Minister's Message: Finding Nourishment in Community

This week, I came across an article on social media from Duke Divinity’s Leadership Education publication. It’s titled “Coffee hour and the beauty of lingering with one another,” by Presbyterian minister Mihee Kim-Kort and it’s worth the read. It immediately made me think of you all, because fellowship hour here is indeed something special. When I first moved to town, before I even began my official first day of work, a neighbor (who is not a member here) remarked, “You’re at First Church?! You know they use REAL tea cups at coffee hour?” 

After reading the article, I realized this is the first congregation I’ve been in where the receiving line at the end of service happens not in the lobby by the exit, but by the doors that lead into the fellowship hall. Here we don’t “exit through the giftshop,” we “exit through the coffee hour.” 

While I recognize that can be an overwhelming prospect for introverts, there is something deeply poetic about it. At the close of the service, I speak a benediction—words to carry on your heart as I send you forth. But you do not hear them and then go your separate ways. You very deliberately add another step. You literally funnel and filter what we share together in worship through a space of community before taking it out into the world. Between time set aside for prayer, learning and contemplation and then the work of going about our lives, you make space for fellowship, nourishment, lingering, rest, and joy. 

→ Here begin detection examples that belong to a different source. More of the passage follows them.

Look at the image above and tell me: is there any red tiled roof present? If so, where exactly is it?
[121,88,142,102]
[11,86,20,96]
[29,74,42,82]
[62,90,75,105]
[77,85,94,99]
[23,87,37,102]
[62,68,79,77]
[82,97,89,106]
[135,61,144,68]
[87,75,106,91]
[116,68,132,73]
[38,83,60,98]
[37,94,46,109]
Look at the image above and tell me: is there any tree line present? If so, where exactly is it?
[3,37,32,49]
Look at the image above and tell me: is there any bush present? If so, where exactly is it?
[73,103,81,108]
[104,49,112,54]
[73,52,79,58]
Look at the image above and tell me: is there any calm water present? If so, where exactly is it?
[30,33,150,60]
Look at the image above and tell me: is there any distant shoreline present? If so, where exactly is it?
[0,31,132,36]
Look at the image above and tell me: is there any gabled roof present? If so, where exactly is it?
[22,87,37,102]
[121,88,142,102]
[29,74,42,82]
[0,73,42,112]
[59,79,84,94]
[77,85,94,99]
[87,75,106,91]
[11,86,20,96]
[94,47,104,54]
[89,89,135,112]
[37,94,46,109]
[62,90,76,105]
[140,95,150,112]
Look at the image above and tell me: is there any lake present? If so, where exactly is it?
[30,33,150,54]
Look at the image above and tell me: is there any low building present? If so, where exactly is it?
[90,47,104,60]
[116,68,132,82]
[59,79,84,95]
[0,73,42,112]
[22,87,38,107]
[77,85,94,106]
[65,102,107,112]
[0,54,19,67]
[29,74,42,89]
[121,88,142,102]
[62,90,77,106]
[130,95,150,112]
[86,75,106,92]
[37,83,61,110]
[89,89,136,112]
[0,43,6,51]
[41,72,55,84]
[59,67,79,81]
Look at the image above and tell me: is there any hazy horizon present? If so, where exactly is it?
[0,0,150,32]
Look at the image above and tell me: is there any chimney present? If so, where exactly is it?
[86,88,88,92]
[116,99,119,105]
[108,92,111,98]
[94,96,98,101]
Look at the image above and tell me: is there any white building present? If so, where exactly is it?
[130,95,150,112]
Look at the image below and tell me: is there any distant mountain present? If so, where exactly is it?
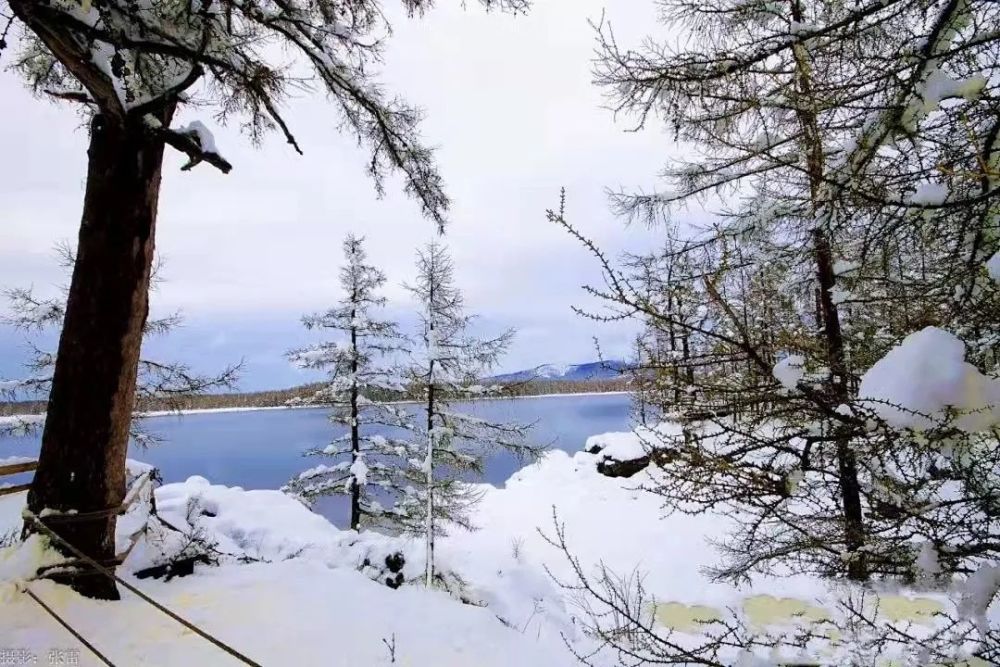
[489,361,628,383]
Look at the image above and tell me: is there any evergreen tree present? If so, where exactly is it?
[288,235,408,530]
[0,250,242,446]
[0,0,526,599]
[550,0,1000,580]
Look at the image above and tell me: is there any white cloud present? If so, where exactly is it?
[0,0,700,380]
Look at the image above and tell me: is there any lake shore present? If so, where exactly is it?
[0,391,629,422]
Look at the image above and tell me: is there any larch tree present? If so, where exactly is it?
[287,235,408,530]
[549,0,1000,665]
[389,241,542,586]
[0,0,526,599]
[0,245,242,447]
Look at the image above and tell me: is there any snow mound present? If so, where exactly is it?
[858,327,1000,432]
[772,354,806,391]
[584,422,681,461]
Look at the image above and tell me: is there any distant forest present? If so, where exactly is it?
[0,377,627,416]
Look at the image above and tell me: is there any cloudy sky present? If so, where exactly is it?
[0,0,692,389]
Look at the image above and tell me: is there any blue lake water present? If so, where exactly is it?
[0,394,629,525]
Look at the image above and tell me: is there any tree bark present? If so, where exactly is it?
[351,306,361,530]
[25,109,174,599]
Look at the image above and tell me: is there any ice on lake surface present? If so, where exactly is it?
[0,394,629,526]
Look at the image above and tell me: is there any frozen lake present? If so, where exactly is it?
[0,394,629,525]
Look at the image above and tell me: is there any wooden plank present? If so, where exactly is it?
[0,461,38,477]
[0,484,31,496]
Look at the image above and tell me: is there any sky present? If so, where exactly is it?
[0,0,692,390]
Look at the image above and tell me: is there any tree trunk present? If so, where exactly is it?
[351,308,361,530]
[813,229,868,581]
[25,105,174,599]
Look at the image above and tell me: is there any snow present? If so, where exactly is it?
[915,542,941,581]
[858,327,1000,432]
[909,182,949,206]
[583,422,681,461]
[0,424,984,667]
[830,287,854,305]
[772,354,806,391]
[986,252,1000,283]
[350,456,368,486]
[959,565,1000,636]
[833,259,861,276]
[0,456,38,466]
[177,120,222,157]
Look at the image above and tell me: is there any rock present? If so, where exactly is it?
[597,449,675,477]
[597,455,650,477]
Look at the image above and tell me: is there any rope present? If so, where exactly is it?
[23,510,262,667]
[44,471,153,523]
[23,586,115,667]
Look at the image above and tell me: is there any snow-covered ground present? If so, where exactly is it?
[0,433,984,667]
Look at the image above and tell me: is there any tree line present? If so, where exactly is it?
[548,0,1000,664]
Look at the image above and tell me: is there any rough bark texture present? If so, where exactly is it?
[791,0,868,581]
[351,306,361,530]
[814,229,868,581]
[25,106,173,599]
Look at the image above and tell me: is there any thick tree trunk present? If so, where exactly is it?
[25,106,173,599]
[813,229,868,581]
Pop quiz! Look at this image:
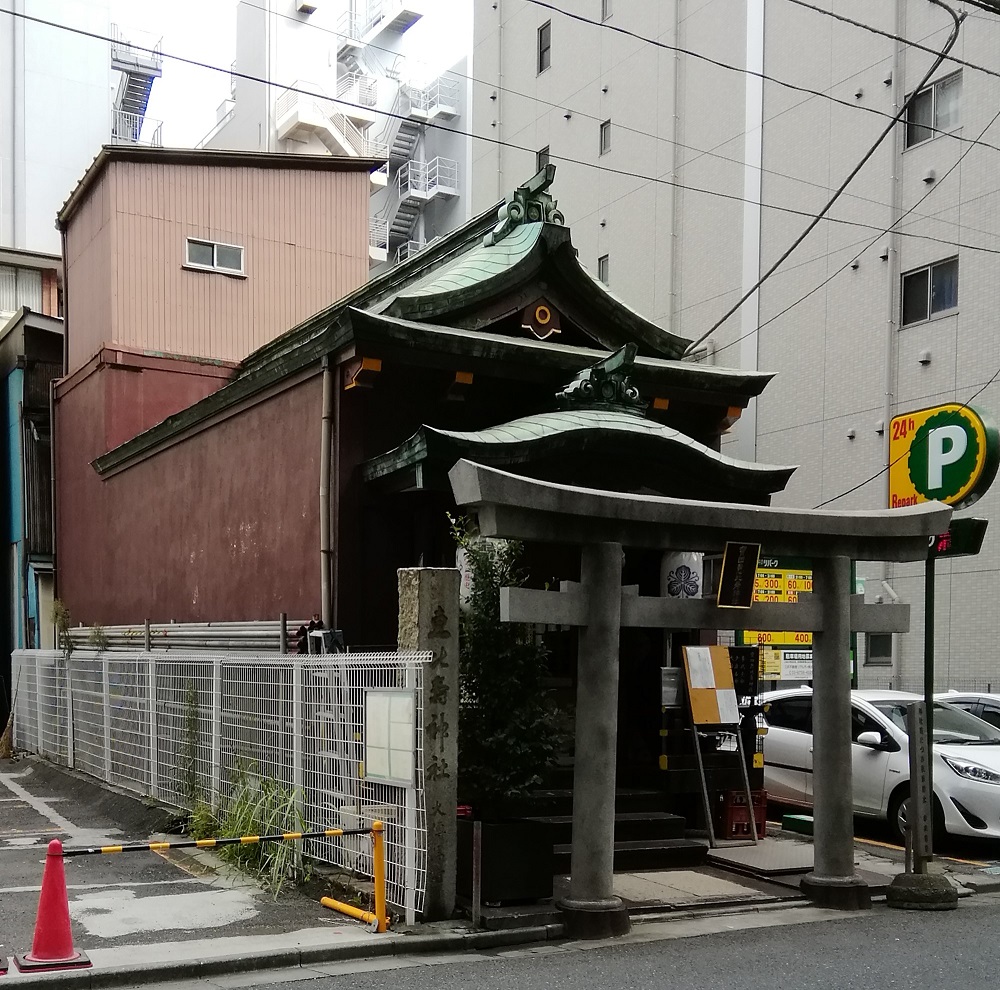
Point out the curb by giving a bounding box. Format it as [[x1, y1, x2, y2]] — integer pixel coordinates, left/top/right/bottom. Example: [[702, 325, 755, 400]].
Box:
[[0, 925, 563, 990], [0, 898, 809, 990]]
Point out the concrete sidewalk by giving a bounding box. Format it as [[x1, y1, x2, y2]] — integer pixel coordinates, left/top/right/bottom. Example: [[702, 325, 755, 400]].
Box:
[[0, 759, 1000, 990]]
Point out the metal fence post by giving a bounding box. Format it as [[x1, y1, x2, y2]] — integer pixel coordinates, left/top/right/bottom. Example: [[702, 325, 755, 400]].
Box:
[[292, 660, 302, 865], [35, 653, 45, 756], [101, 660, 111, 782], [146, 657, 160, 798], [212, 657, 222, 808], [66, 656, 76, 770]]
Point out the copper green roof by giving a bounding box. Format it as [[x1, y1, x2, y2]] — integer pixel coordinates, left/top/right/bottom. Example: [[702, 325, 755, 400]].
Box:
[[363, 408, 795, 503], [397, 223, 544, 299]]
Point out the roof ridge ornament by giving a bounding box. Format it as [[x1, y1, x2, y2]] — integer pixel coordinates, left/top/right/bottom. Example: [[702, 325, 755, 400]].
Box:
[[483, 162, 566, 247], [556, 343, 646, 416]]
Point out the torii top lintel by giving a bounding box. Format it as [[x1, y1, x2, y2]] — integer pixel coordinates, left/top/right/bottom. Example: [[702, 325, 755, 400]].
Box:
[[448, 460, 951, 561]]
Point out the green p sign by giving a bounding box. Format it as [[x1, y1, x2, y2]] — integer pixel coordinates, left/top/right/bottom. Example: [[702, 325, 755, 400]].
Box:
[[889, 402, 1000, 509]]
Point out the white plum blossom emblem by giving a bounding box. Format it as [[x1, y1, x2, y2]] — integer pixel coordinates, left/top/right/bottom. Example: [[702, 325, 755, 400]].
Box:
[[667, 564, 698, 598]]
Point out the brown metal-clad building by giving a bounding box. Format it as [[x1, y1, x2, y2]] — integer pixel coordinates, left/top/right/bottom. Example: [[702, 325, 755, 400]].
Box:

The time spent together matters, even when no church business is happening (although I have been impressed at the impromptu uses of announcements and democratic process during fellowship to keep the work of the church churning along). It’s a reminder that between the work of grounding in our sacred values and the work of living those values out in the world, lies the work of community. We need people to help us discern what work is ours to do, support us, hold us accountable, and work alongside us, adding their gifts to our own. We need people to mourn and celebrate with. Even when it’s messy and even when it slows things down, in between the sanctuary and the streets, we need to spend time in community.

And those blue and white cups matter! I especially delight when I see our youth drinking from them. In a culture of disposability, waste, and hurrying, they offer an alternative set of values that counter the “on-the-go” ethic we’re so steeped in. They say, “stay a while.” They say “everyone deserves a bit of beauty and delight in their day.” They say, “this place is committed to something deeper, slower, more-lasting, and more sustainable than garishly colored trendy drinks in plastic to-go cups.” 

When we take time to slow down, to nourish and delight in one another’s company, we come into the presence of the holy. 

This Sunday is World Communion Sunday. We will bring this practice of breaking bread together into the sanctuary, so that we can see clearly the ways this work is always and inherently sacramental—a visible sign of the invisible presence of the divine. And this week in particular, I hunger and thirst for that truth. As news stories of violence, fear, division, and rising authoritarianism continue to flash across the screen, I need to be reminded that we can still meet one another at the table—that we can still honor one another’s humanity through small acts of care, beauty, and grace. I need to know that the presence of God is close at hand and we can still find them in the simple act of breaking bread.

If you need those same reminders, I hope you will join us for worship and communion this Sunday morning. All are welcome at this table.

And of course, there will still be fellowship hour.